Ufologia: é o estudo hipotético de “objetos voadores não identificados” (OVNIs).
Para explicar melhor o que significa objetos voadores não identificados, temos que olhar com muita atenção para a terminologia grifada em negrito e itálico, pois o problema começa com um erro de interpretação.

Quando observamos algo no céu do qual não conseguimos identificar, passamos a nomear tal objeto como OVNI, porque simplesmente não conseguimos utilizar a nossa experiência para identificar o objeto. O erro acontece quando, ao invés de admitirmos o fato de que não sabemos do que se trata, damos uma explicação absurda para o objeto. É comum encontrar a seguinte alegação:

“Eu vi um OVNI… era impossível que aquele objeto tenha sido controlado por alguma inteligência humana, só podem ser seres extraterrestres.”

O erro não começa quando a pessoa admite que são objetos desconhecidos, mas quando alguém insiste em dar uma explicação baseada em sua crença pessoal. Admitir que algo não tem explicação não é o mesmo que afirmar algo absurdo ou extraordinário.

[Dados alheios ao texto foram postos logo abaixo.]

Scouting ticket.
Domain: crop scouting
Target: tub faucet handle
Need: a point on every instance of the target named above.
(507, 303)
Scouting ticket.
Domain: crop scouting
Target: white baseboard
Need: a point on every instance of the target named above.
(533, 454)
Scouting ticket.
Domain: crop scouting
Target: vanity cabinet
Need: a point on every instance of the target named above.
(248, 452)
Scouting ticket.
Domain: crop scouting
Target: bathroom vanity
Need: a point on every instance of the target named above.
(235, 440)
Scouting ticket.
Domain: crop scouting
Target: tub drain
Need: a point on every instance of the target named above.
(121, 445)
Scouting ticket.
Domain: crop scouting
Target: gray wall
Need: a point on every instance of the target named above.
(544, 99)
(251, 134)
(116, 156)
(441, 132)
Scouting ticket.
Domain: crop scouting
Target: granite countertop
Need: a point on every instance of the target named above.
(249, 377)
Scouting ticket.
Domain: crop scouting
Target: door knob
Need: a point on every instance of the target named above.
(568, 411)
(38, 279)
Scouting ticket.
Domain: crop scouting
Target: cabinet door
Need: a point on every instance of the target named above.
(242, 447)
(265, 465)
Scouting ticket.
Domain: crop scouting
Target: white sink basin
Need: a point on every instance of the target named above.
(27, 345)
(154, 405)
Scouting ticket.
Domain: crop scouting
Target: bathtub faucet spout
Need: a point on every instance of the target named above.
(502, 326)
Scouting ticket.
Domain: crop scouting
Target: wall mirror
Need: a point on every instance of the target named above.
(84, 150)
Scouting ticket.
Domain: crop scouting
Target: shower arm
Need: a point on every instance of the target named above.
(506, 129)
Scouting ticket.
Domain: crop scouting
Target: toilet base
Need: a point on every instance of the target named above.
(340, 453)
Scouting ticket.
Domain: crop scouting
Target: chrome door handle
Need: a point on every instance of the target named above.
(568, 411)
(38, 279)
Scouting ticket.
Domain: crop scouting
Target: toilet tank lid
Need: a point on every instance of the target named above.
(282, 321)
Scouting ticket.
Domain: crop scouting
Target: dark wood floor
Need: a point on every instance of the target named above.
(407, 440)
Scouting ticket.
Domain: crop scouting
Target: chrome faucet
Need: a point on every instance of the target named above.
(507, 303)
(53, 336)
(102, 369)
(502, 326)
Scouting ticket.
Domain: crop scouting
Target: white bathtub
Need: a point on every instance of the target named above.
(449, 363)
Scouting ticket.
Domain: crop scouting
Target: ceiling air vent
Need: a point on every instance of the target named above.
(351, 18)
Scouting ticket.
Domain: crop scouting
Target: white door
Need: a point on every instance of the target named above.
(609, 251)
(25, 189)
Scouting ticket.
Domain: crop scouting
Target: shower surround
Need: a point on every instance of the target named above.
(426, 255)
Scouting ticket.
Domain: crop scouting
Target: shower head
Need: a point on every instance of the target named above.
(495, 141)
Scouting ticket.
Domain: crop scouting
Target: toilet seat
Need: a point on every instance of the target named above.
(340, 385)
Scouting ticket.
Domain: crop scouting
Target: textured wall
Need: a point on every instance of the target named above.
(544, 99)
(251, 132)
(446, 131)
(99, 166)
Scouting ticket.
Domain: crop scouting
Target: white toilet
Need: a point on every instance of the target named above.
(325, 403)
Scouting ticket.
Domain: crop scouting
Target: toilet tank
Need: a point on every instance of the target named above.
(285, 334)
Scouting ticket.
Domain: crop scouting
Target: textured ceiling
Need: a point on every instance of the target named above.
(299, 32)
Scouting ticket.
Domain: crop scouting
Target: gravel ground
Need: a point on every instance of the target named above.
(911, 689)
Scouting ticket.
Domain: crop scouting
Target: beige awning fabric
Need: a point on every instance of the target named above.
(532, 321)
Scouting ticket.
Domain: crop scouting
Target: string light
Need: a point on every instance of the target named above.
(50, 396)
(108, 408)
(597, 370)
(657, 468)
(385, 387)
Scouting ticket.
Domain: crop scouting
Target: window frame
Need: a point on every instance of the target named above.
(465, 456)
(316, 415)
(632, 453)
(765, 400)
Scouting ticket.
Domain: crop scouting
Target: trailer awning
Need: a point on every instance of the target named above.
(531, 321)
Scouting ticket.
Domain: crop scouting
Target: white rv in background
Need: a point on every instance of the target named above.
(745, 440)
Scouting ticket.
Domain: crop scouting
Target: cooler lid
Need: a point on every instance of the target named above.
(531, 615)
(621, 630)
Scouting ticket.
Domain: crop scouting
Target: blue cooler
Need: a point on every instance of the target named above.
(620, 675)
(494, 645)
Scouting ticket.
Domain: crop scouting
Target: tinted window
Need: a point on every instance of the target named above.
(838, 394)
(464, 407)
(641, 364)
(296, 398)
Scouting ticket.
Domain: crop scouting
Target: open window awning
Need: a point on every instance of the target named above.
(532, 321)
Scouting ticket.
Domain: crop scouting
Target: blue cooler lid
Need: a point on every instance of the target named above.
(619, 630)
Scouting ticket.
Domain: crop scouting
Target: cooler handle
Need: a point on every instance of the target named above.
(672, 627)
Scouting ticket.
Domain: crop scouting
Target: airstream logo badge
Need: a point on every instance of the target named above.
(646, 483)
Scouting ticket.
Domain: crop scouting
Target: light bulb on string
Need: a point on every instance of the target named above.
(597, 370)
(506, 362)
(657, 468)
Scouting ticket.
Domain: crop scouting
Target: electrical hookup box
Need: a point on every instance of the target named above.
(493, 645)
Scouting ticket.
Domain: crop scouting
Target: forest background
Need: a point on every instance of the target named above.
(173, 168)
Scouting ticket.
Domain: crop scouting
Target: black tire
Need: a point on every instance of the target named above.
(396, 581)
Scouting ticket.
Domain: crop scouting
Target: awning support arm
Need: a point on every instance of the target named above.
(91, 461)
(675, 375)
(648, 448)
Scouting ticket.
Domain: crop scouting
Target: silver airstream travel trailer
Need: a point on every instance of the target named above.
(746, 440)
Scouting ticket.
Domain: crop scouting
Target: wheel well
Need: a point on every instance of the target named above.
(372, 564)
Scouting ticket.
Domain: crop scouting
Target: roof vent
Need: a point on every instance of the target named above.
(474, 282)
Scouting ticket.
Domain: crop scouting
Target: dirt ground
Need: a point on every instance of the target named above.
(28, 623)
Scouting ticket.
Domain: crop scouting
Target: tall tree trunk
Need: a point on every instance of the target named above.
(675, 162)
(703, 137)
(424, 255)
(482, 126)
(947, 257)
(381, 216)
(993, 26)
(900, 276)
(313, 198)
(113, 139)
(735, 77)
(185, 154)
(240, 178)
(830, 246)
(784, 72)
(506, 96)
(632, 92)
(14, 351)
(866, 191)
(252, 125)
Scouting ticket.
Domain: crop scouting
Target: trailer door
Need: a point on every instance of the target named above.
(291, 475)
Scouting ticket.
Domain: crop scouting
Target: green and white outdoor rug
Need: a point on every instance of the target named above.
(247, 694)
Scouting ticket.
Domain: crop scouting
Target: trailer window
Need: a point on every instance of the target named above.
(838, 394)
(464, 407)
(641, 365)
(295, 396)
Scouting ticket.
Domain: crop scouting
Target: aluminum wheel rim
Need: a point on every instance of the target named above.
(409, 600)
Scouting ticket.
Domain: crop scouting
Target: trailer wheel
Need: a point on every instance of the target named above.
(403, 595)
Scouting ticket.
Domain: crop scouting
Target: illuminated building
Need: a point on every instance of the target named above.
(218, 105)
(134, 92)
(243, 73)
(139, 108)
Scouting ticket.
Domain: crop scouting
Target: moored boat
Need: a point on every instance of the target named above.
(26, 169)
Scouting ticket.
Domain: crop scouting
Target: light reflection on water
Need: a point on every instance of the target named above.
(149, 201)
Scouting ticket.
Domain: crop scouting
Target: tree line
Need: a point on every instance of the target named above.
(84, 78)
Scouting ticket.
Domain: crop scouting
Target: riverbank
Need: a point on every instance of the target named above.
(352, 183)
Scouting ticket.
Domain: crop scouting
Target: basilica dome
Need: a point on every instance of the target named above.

Ainda, a frase acima recorre a uma anedota (relato de que algo supostamente aconteceu mas não há meio algum de analisar sua veracidade) e ao argumentum ad ignorantiam (argumento da ignorância), no qual o argumentador (um ufólogo, por exemplo) afirma que, por não ter uma explicação plausível para um OVNI, ele automaticamente é de origem extraterrestre. Perceberam a contradição? Se o objeto voador não é identificado, então, não podemos atribuir um significado secundário sem a conclusão da primeira premissa, caso contrário é falácia, e sua alegação não é válida!

Afirmações que não possam testadas, explicações que não possuem caráter verídico, relatos que não podem ser verificados não possuem caráter científico.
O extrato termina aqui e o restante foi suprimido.